Prove the following identities, where the angles involved are acute angles for which the trigonometric ratios are defined:

$\dfrac{\text{cos θ}}{\text{1 - tan θ}} - \dfrac{\text{sin}^2 θ}{\text{cos θ - sin θ}} = \text{cos θ + sin θ}$.
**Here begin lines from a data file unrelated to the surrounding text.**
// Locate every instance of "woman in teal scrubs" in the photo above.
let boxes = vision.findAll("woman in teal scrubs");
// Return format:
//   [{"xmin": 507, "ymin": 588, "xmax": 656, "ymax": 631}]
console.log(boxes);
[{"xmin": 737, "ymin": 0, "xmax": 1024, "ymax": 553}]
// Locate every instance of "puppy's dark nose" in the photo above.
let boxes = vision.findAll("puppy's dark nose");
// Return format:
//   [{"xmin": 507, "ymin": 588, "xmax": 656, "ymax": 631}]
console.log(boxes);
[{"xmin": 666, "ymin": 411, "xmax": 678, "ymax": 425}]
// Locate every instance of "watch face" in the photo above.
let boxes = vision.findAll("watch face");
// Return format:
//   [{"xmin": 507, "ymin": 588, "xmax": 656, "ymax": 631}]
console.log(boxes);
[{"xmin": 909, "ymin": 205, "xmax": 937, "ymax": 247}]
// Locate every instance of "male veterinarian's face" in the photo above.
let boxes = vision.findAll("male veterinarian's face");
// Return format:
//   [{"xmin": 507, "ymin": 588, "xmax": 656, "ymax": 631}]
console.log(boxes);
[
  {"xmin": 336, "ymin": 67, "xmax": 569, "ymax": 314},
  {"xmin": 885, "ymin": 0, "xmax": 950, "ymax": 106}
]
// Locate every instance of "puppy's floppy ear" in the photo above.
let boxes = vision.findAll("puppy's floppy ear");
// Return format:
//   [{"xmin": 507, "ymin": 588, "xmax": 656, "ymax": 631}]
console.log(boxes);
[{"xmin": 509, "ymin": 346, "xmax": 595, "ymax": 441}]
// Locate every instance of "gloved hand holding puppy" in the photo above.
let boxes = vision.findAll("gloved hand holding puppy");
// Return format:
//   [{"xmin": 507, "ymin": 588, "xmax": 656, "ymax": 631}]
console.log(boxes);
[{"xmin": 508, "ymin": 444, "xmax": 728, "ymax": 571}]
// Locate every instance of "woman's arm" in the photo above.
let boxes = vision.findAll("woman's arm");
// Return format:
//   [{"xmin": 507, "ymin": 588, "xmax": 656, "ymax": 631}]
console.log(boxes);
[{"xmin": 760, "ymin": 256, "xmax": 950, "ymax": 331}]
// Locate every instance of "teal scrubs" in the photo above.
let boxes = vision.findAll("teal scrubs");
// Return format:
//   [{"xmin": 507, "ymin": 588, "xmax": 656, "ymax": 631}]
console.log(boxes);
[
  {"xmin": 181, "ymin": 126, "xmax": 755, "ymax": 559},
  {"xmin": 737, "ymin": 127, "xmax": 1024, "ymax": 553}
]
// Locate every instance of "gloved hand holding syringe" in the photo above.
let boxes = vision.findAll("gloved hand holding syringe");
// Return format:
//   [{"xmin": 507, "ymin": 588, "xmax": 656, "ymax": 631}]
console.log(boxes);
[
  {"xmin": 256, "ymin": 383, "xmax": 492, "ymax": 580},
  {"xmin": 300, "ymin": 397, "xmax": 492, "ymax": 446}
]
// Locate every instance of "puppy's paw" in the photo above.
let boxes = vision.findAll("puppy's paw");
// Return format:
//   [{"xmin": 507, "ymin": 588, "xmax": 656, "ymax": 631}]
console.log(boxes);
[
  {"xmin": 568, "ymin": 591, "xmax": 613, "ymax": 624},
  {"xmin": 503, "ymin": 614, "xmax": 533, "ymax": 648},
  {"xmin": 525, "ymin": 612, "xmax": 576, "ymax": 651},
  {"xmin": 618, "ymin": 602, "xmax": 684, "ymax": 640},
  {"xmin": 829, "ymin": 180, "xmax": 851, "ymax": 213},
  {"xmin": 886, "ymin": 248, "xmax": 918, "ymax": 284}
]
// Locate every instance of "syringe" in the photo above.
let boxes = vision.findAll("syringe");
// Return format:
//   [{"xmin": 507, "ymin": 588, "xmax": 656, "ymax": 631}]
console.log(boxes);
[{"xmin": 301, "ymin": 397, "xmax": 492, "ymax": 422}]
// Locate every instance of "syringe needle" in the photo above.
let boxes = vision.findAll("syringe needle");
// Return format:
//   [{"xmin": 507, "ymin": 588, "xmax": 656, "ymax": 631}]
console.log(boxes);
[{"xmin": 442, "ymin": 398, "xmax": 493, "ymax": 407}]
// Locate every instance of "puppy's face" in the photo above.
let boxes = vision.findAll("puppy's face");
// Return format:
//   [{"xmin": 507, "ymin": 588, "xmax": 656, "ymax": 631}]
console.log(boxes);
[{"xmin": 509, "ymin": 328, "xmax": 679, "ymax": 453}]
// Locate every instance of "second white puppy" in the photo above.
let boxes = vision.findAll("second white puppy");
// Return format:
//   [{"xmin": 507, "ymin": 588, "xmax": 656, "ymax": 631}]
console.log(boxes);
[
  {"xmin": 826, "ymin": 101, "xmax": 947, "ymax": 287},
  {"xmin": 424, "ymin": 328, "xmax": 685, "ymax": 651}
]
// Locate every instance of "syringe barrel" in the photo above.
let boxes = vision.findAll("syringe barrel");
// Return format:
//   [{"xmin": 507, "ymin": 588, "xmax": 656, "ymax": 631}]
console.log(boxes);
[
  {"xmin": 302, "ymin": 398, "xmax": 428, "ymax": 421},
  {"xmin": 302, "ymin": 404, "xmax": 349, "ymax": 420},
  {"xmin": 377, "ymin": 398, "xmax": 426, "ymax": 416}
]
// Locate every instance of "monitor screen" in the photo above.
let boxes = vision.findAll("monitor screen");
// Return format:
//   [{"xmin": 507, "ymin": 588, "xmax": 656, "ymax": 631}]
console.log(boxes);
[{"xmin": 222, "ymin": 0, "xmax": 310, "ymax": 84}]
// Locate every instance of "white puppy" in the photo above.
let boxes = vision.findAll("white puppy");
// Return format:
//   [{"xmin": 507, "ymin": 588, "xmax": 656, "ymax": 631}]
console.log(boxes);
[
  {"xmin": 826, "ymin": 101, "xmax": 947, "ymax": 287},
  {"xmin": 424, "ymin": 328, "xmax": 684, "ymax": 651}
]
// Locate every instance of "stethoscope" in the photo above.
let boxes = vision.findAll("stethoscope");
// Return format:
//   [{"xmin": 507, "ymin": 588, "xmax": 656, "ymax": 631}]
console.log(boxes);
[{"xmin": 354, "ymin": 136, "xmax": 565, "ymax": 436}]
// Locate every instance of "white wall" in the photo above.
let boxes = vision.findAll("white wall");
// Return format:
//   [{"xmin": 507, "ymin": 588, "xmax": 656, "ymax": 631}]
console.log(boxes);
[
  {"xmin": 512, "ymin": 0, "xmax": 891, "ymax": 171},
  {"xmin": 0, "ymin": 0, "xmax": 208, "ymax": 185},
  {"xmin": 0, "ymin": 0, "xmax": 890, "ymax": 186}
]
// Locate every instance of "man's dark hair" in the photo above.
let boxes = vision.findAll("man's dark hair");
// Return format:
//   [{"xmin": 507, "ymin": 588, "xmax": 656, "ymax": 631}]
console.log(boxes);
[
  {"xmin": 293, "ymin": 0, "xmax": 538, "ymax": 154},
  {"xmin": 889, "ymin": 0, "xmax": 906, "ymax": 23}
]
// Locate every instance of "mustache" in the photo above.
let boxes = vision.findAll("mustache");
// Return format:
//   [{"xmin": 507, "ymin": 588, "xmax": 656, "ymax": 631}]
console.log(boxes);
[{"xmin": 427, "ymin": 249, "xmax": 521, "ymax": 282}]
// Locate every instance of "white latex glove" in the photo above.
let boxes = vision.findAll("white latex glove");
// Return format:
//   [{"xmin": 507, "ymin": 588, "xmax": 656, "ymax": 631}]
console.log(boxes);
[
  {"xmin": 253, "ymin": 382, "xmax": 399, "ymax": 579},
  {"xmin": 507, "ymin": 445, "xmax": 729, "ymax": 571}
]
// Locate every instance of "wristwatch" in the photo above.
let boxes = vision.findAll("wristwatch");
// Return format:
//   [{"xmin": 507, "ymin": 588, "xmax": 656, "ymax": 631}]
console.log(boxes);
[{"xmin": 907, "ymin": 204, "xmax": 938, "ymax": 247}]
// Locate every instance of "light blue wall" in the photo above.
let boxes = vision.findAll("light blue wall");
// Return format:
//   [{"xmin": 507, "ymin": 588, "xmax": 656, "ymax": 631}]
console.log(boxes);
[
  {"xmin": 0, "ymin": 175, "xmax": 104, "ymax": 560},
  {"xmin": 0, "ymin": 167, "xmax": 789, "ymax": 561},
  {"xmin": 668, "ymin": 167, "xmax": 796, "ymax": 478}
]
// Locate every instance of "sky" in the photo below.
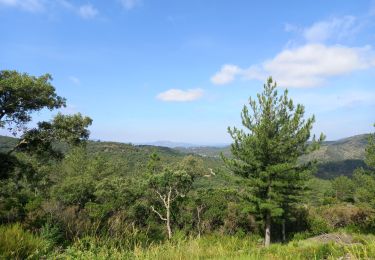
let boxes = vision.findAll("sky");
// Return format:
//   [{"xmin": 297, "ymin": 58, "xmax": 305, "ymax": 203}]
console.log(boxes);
[{"xmin": 1, "ymin": 0, "xmax": 375, "ymax": 145}]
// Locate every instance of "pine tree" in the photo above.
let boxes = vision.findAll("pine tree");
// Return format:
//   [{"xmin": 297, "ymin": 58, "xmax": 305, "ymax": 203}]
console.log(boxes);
[{"xmin": 223, "ymin": 77, "xmax": 324, "ymax": 246}]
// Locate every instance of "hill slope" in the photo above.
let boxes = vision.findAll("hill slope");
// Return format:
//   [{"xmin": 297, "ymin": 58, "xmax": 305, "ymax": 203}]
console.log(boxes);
[
  {"xmin": 176, "ymin": 134, "xmax": 370, "ymax": 179},
  {"xmin": 0, "ymin": 134, "xmax": 370, "ymax": 179}
]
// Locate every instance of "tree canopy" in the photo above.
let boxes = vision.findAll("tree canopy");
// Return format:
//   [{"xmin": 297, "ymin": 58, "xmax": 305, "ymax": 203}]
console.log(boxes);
[
  {"xmin": 0, "ymin": 70, "xmax": 66, "ymax": 133},
  {"xmin": 223, "ymin": 77, "xmax": 324, "ymax": 246}
]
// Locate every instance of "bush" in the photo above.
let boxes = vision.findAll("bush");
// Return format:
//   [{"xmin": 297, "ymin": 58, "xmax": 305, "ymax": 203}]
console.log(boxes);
[
  {"xmin": 321, "ymin": 204, "xmax": 372, "ymax": 229},
  {"xmin": 0, "ymin": 223, "xmax": 49, "ymax": 259},
  {"xmin": 307, "ymin": 215, "xmax": 332, "ymax": 235}
]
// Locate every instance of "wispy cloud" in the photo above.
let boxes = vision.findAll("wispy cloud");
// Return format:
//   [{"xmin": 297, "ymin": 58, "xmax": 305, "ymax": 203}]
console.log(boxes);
[
  {"xmin": 302, "ymin": 16, "xmax": 358, "ymax": 43},
  {"xmin": 292, "ymin": 89, "xmax": 375, "ymax": 113},
  {"xmin": 58, "ymin": 1, "xmax": 99, "ymax": 19},
  {"xmin": 157, "ymin": 88, "xmax": 204, "ymax": 102},
  {"xmin": 119, "ymin": 0, "xmax": 141, "ymax": 10},
  {"xmin": 211, "ymin": 44, "xmax": 375, "ymax": 88},
  {"xmin": 0, "ymin": 0, "xmax": 45, "ymax": 12},
  {"xmin": 78, "ymin": 4, "xmax": 98, "ymax": 19},
  {"xmin": 68, "ymin": 76, "xmax": 80, "ymax": 85},
  {"xmin": 1, "ymin": 0, "xmax": 100, "ymax": 19}
]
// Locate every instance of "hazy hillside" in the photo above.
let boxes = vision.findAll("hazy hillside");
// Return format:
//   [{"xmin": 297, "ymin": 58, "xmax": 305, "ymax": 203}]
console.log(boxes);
[
  {"xmin": 176, "ymin": 134, "xmax": 370, "ymax": 179},
  {"xmin": 0, "ymin": 135, "xmax": 228, "ymax": 185},
  {"xmin": 176, "ymin": 134, "xmax": 369, "ymax": 160},
  {"xmin": 0, "ymin": 134, "xmax": 370, "ymax": 179},
  {"xmin": 0, "ymin": 135, "xmax": 18, "ymax": 153}
]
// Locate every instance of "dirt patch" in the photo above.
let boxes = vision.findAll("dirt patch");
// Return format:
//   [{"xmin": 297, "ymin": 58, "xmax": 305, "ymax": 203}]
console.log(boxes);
[{"xmin": 306, "ymin": 233, "xmax": 354, "ymax": 245}]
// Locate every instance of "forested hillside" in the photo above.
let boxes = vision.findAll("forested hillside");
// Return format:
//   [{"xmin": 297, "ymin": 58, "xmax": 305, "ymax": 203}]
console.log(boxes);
[
  {"xmin": 1, "ymin": 133, "xmax": 369, "ymax": 179},
  {"xmin": 178, "ymin": 134, "xmax": 370, "ymax": 179}
]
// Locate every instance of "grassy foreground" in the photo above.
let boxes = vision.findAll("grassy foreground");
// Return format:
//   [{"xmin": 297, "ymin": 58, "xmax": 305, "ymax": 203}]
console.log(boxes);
[
  {"xmin": 2, "ymin": 224, "xmax": 375, "ymax": 259},
  {"xmin": 53, "ymin": 234, "xmax": 375, "ymax": 260}
]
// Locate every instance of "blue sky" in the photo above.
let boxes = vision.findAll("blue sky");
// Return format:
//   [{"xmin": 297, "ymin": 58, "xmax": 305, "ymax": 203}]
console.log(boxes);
[{"xmin": 1, "ymin": 0, "xmax": 375, "ymax": 144}]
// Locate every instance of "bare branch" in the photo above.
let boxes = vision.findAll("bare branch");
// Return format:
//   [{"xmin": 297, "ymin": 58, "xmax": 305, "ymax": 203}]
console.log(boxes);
[
  {"xmin": 7, "ymin": 138, "xmax": 28, "ymax": 155},
  {"xmin": 151, "ymin": 206, "xmax": 167, "ymax": 221},
  {"xmin": 155, "ymin": 190, "xmax": 168, "ymax": 208}
]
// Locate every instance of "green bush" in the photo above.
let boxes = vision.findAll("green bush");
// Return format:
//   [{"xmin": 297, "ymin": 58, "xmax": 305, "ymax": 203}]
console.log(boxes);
[
  {"xmin": 308, "ymin": 216, "xmax": 332, "ymax": 235},
  {"xmin": 0, "ymin": 223, "xmax": 49, "ymax": 259}
]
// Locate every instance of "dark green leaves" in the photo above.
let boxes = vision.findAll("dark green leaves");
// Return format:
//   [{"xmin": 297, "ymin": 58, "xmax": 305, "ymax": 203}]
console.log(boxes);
[{"xmin": 0, "ymin": 70, "xmax": 66, "ymax": 134}]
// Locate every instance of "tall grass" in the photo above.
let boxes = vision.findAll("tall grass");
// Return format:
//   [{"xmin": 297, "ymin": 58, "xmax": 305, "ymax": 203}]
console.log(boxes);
[
  {"xmin": 53, "ymin": 233, "xmax": 375, "ymax": 260},
  {"xmin": 2, "ymin": 225, "xmax": 374, "ymax": 259},
  {"xmin": 0, "ymin": 223, "xmax": 49, "ymax": 259},
  {"xmin": 132, "ymin": 234, "xmax": 375, "ymax": 260}
]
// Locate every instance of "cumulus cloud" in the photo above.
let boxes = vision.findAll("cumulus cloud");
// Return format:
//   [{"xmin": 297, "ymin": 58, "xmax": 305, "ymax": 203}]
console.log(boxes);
[
  {"xmin": 0, "ymin": 0, "xmax": 44, "ymax": 12},
  {"xmin": 211, "ymin": 44, "xmax": 375, "ymax": 88},
  {"xmin": 78, "ymin": 4, "xmax": 98, "ymax": 19},
  {"xmin": 262, "ymin": 44, "xmax": 374, "ymax": 87},
  {"xmin": 157, "ymin": 88, "xmax": 204, "ymax": 102},
  {"xmin": 119, "ymin": 0, "xmax": 141, "ymax": 10}
]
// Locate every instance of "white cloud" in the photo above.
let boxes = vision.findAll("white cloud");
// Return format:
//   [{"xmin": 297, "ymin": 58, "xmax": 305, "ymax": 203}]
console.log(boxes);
[
  {"xmin": 211, "ymin": 44, "xmax": 375, "ymax": 88},
  {"xmin": 78, "ymin": 4, "xmax": 98, "ymax": 19},
  {"xmin": 211, "ymin": 65, "xmax": 242, "ymax": 85},
  {"xmin": 68, "ymin": 76, "xmax": 80, "ymax": 85},
  {"xmin": 119, "ymin": 0, "xmax": 141, "ymax": 10},
  {"xmin": 157, "ymin": 88, "xmax": 204, "ymax": 102},
  {"xmin": 57, "ymin": 1, "xmax": 99, "ymax": 19},
  {"xmin": 303, "ymin": 16, "xmax": 357, "ymax": 43},
  {"xmin": 0, "ymin": 0, "xmax": 44, "ymax": 12}
]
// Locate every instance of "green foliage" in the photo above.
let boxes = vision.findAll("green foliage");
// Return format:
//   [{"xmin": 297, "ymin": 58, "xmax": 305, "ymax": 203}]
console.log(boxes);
[
  {"xmin": 52, "ymin": 148, "xmax": 116, "ymax": 206},
  {"xmin": 0, "ymin": 70, "xmax": 65, "ymax": 133},
  {"xmin": 331, "ymin": 176, "xmax": 355, "ymax": 202},
  {"xmin": 223, "ymin": 77, "xmax": 324, "ymax": 244},
  {"xmin": 15, "ymin": 113, "xmax": 92, "ymax": 158},
  {"xmin": 365, "ymin": 124, "xmax": 375, "ymax": 170},
  {"xmin": 0, "ymin": 223, "xmax": 49, "ymax": 259}
]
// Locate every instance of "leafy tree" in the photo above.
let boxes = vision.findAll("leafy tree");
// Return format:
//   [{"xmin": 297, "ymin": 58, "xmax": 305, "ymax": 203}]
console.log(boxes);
[
  {"xmin": 223, "ymin": 77, "xmax": 324, "ymax": 246},
  {"xmin": 352, "ymin": 123, "xmax": 375, "ymax": 208},
  {"xmin": 331, "ymin": 176, "xmax": 354, "ymax": 202},
  {"xmin": 11, "ymin": 113, "xmax": 92, "ymax": 157},
  {"xmin": 0, "ymin": 70, "xmax": 65, "ymax": 134},
  {"xmin": 149, "ymin": 168, "xmax": 195, "ymax": 239},
  {"xmin": 147, "ymin": 152, "xmax": 162, "ymax": 174}
]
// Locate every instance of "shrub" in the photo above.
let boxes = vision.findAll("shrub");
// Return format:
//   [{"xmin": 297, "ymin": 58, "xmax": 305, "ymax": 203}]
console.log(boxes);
[
  {"xmin": 0, "ymin": 223, "xmax": 49, "ymax": 259},
  {"xmin": 307, "ymin": 215, "xmax": 332, "ymax": 235}
]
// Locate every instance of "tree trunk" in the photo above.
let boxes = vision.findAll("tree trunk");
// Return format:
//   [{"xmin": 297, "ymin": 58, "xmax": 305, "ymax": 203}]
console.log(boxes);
[
  {"xmin": 166, "ymin": 188, "xmax": 172, "ymax": 239},
  {"xmin": 282, "ymin": 219, "xmax": 286, "ymax": 243},
  {"xmin": 264, "ymin": 213, "xmax": 271, "ymax": 247},
  {"xmin": 166, "ymin": 205, "xmax": 172, "ymax": 239},
  {"xmin": 196, "ymin": 205, "xmax": 203, "ymax": 238}
]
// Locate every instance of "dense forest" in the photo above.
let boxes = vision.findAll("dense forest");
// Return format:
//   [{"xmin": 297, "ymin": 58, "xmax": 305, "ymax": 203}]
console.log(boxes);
[{"xmin": 1, "ymin": 70, "xmax": 375, "ymax": 259}]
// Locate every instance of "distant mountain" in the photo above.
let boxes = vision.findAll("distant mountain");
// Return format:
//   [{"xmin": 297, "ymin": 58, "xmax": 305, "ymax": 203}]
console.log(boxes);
[
  {"xmin": 176, "ymin": 146, "xmax": 231, "ymax": 158},
  {"xmin": 302, "ymin": 134, "xmax": 369, "ymax": 162},
  {"xmin": 176, "ymin": 134, "xmax": 370, "ymax": 160},
  {"xmin": 137, "ymin": 141, "xmax": 198, "ymax": 148},
  {"xmin": 176, "ymin": 134, "xmax": 371, "ymax": 179},
  {"xmin": 137, "ymin": 141, "xmax": 229, "ymax": 148},
  {"xmin": 0, "ymin": 134, "xmax": 370, "ymax": 179}
]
The L.H.S of the equation can be written as,

$\Rightarrow \dfrac{\text{cos θ}}{\text{1 - tan θ}} - \dfrac{\text{sin}^2 θ}{\text{cos θ - sin θ}} \\[1em] \Rightarrow \dfrac{\text{cos θ}}{{1 - \dfrac{\text{sin θ}}{\text{cos θ}}}} - \dfrac{\text{sin}^2 θ}{\text{cos θ - sin θ}} \\[1em] \Rightarrow \dfrac{\text{cos}^2 θ}{\text{cos θ - sin θ}} - \dfrac{\text{sin}^2 θ}{\text{cos θ - sin θ}} \\[1em] \Rightarrow \dfrac{\text{cos}^2 θ - \text{sin}^2 θ}{\text{cos θ - sin θ}} \\[1em] \Rightarrow \dfrac{\text{(cos θ - sin θ)(cos θ + sin θ)}}{\text{cos θ - sin θ}} \\[1em] \Rightarrow \text{cos θ + sin θ}.$

Since, L.H.S. = R.H.S. hence, proved that $\dfrac{\text{cos θ}}{\text{1 - tan θ}} - \dfrac{\text{sin}^2 θ}{\text{cos θ - sin θ}} = \text{cos θ + sin θ}$.